Melalui Perdebatan Alot, DPRD Bangli Tetapkan Ranperda APBD Perubahan 2020 dengan Catatan

Sidang paripurna penetapan Ranperda APBD Perubahan 2020 menjadi Perda (foto istimewa)
Sidang paripurna penetapan Ranperda APBD Perubahan 2020 menjadi Perda (foto istimewa)

BANGLI, balipuspanews.com – DPRD Bangli menggelar sidang paripurna untuk menetapkan Rancangan Peraturan Daerah (Ranperda) tentang Perubahan Anggaran Pendapatan dan Belanja Daerah (APBD) tahun 2020 menjadi Perda melalui proses yang cukup alot, Rabu (30/9/2020).

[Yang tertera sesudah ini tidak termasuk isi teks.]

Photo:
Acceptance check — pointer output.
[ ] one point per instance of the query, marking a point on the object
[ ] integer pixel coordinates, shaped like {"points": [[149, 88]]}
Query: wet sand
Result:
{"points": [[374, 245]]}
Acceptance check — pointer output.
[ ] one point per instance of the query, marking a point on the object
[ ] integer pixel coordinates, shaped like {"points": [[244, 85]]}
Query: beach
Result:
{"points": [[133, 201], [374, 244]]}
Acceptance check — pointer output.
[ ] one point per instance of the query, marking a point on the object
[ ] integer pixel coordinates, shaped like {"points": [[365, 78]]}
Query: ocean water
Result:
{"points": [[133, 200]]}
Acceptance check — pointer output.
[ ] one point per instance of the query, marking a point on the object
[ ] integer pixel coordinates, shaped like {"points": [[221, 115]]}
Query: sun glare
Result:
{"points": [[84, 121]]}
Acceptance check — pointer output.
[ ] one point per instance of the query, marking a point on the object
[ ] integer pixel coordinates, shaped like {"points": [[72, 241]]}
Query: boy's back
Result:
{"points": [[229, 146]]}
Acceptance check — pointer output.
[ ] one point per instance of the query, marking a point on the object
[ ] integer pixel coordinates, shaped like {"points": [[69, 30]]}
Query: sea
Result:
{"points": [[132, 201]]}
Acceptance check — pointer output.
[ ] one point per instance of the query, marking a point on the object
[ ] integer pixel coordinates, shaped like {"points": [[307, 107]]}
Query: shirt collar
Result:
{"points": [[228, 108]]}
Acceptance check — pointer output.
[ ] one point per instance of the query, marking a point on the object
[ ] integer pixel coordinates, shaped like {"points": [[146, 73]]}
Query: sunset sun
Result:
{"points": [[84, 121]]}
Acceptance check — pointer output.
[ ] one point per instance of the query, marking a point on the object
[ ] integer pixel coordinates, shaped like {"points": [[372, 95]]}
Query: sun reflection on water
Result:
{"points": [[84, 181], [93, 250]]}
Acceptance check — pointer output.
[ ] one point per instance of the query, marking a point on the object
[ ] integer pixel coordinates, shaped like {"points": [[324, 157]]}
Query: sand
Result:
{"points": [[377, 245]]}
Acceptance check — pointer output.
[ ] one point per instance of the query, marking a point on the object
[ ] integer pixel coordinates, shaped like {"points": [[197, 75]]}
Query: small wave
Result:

Bupati Bangli Made Gianyar hadir dalam sidang yang dipimpin oleh Wakil Ketua DPRD Bangli I Nyoman Budiada dan I Komang Carles. Selain bupati, dari eksekutif juga hadir kepala OPD dilingkungan Pemkab Bangli.

Made Joko Arnawa, juru bicara gabungan komisi DPRD menyebutkan, perdebatan dan perbedaan pendapat bukan bermaksud mencari kesalahan.

Politikus Gerindra asal Songan, Kintamani itu menegaskan, semua itu adalah bentuk komitmen membangun Bangli ke depan.

“Setelah mencermati dan menyimak pembahasan bersama eksekutif dan legislatif, yang sudah tentu memakan waktu cukup panjang serta diwarnai dengan perdebatan, maka kami dapat menerima Rancangan Peraturan Daerah (Ranperda) tetang Perubahan APBD Bangli tahun 2020 untuk disahkan menjadi Peraturan Daerah (Perda),” ujar Joko.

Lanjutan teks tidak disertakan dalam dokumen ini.